The whole point of Air Traffic Control is to control air traffic. Sure, there's plenty of uncontrolled airspace where you do indeed have to look out for traffic, but it's uncontrolled precisely because it rarely if ever sees commercial traffic.
[0]: https://www.sportys.com/jeppshades-ifr-training-glasses.html
The above comment is accurate, plenty of local training helicopter flights will be fully or partly dark (lights and/or transponders off), looking at my receiver's raw output stream.
It depends also on the website you are using to track. I have an ADSB receiver that publishes to multiple tracking websites (the same data, unfiltered), and not all of them publish all the data. Flightradar24 doesn't show most of the military aircraft - I can see them on my local tracking interface but they are not shown on their website.
So in your opinion, that was went wrong here, the military/pilot of the refueling plane didn't actually keep visual watch for traffic nor radar?

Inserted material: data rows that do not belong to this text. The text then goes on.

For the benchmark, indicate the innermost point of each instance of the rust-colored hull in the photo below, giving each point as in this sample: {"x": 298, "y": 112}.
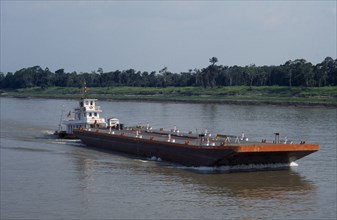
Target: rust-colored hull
{"x": 194, "y": 155}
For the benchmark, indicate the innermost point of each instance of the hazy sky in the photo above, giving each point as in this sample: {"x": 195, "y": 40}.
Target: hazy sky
{"x": 82, "y": 36}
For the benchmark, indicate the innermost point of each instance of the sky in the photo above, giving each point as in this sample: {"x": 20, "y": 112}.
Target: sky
{"x": 83, "y": 36}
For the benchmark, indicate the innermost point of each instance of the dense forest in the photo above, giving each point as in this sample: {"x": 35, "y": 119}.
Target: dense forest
{"x": 292, "y": 73}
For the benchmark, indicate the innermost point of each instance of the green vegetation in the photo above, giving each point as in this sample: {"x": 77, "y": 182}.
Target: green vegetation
{"x": 279, "y": 95}
{"x": 295, "y": 82}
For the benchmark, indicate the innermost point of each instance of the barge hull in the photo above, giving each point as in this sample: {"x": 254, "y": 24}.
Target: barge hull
{"x": 192, "y": 155}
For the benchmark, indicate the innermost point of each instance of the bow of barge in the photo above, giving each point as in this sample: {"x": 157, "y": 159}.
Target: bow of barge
{"x": 195, "y": 150}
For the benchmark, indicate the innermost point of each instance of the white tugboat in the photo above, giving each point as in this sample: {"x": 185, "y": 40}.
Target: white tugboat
{"x": 85, "y": 116}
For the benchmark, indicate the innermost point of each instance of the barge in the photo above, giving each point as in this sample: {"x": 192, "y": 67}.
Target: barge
{"x": 188, "y": 149}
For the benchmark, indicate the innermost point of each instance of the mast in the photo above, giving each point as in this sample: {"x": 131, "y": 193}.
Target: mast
{"x": 84, "y": 91}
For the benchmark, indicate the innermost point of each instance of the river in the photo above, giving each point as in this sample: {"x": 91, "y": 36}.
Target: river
{"x": 47, "y": 178}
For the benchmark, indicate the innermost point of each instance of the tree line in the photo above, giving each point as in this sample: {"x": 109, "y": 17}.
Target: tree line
{"x": 292, "y": 73}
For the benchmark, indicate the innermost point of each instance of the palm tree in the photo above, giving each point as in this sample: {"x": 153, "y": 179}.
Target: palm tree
{"x": 213, "y": 60}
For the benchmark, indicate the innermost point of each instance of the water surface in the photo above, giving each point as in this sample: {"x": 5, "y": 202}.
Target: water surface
{"x": 47, "y": 178}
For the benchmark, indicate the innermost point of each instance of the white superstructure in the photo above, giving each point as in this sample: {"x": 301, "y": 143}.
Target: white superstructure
{"x": 87, "y": 116}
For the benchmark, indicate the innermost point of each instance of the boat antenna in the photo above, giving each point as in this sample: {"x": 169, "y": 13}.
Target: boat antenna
{"x": 84, "y": 90}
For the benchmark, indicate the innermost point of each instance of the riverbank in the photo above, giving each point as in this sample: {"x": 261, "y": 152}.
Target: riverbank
{"x": 275, "y": 95}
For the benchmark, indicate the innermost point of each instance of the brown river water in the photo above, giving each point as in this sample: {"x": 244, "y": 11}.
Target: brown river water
{"x": 47, "y": 178}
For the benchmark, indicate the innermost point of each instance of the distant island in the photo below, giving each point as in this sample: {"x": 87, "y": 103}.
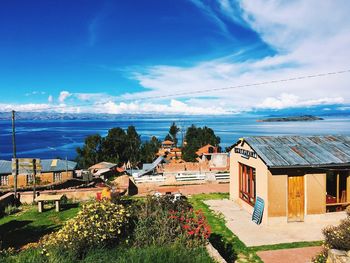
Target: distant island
{"x": 292, "y": 118}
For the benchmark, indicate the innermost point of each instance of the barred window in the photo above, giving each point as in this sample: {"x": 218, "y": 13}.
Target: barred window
{"x": 57, "y": 176}
{"x": 247, "y": 185}
{"x": 4, "y": 180}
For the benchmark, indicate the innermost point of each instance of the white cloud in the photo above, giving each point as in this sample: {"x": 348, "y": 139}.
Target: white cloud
{"x": 63, "y": 96}
{"x": 307, "y": 41}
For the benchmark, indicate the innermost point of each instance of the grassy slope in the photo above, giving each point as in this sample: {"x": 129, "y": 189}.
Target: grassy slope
{"x": 228, "y": 244}
{"x": 225, "y": 240}
{"x": 29, "y": 225}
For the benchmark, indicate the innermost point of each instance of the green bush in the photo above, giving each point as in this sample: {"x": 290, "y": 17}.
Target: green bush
{"x": 11, "y": 209}
{"x": 160, "y": 220}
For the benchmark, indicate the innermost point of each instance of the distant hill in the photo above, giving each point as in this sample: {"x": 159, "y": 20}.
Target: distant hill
{"x": 292, "y": 118}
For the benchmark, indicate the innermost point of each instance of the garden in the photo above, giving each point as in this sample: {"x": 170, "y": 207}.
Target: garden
{"x": 153, "y": 229}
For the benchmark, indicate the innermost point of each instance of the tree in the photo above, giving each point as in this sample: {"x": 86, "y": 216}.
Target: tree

(TFA does say 64 km, though.)
Edit: I'm not sure about 64 km. The 64km is for the Curaçao departing flight, but Curaçao's airport is itself 80 km from Venezuela, and they headed north pretty immediately? I.e., … they would have never been < 80 km…?
If you take off from Curaçao and head like 10km west before you've actually left the island, you end up pretty much within 64km of Adicora, Venezuela. Probably what they meant I guess.
Generally, from what I can find, the FAA definition is <500ft, so no, a few miles is potentially an issue, but not what would generally be categorized as a near miss unless there is some situational wrinkle that applies here.
The FAA isn’t primarily concerned with the Air Force. They investigate and address loss of separation incidents that fall short of rheir definition of near misses, they just don’t describe them as near misses.
They also seem to be overconfident in their ability to identify, track and evade other aircraft. Example: the Helicopter pilot who crashed into a civilian jet over the Potomac earlier this year.
The US Air Force should /absolutely/ be worried about Venezuela fighting back, with SAMs or otherwise. This military action and potential war is a travesty and the whole world should condemn and ostracize the USA immediately.